Solve your customers’ pain points: Although the Edelman Trust Barometer surveydoesn’t poll many citizens of African countries, for the 2017 survey they examined some of the behaviour changes required to bridge the trust gap. Understanding the problems that customers experience and finding solutions to them was the number one tip they proposed.
Examine your organisational culture: The findings from EY’s 2016 Global Consumer Banking Survey indicate that traditional banks no longer have the advantage when it comes to trust. In fact, “non-traditional providers have achieved parity on the foundational dimensions of trust and moved ahead on relationship-driven and differentiating dimensions of trust that matter most”. EY recommends six actions that banks should take. The first of these is ensuring that a customer-centric culture permeates the organisation – from senior leadership to every other level. (If you are interested in the most recent survey of global banking executives, EY’s 2017 survey reporthighlights that risk and regulation are the chief concerns of executives in the sector.)
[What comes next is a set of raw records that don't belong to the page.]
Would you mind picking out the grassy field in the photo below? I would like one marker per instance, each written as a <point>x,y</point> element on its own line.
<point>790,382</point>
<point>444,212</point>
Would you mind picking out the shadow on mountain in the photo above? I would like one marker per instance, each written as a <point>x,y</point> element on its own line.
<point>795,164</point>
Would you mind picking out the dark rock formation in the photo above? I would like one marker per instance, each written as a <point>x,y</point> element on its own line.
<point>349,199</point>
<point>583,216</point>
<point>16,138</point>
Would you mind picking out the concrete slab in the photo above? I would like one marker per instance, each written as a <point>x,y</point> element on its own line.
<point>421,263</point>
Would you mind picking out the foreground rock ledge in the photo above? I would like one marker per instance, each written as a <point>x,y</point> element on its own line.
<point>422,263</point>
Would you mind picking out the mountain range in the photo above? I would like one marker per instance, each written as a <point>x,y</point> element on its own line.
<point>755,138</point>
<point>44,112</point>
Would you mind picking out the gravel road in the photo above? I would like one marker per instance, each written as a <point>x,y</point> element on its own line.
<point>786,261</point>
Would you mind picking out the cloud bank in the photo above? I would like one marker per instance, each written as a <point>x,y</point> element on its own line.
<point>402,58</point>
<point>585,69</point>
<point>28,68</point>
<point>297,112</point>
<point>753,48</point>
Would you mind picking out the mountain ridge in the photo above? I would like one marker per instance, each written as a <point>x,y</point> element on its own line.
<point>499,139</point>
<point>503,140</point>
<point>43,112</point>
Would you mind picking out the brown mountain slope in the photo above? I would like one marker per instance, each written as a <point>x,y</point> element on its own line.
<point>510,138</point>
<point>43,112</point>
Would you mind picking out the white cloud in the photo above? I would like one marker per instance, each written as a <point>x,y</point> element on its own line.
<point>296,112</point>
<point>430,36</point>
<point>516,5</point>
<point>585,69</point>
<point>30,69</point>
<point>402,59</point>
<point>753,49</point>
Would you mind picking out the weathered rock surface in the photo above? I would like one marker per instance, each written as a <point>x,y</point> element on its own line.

Consider the external environment: Not all the elements relating to trust are within your control. If you are considering the delivery of digital financial services in a new market, it would be worth considering how that country is rated for the trustworthiness of the digital environment, as this could influence your strategic approach. A report on how competitiveness and trust in digital economies vary across the world explains that “the persistence of friction – that is, hindrances to the seamless and lag-free completion of transactions or interactions online – can result in an erosion of trust.”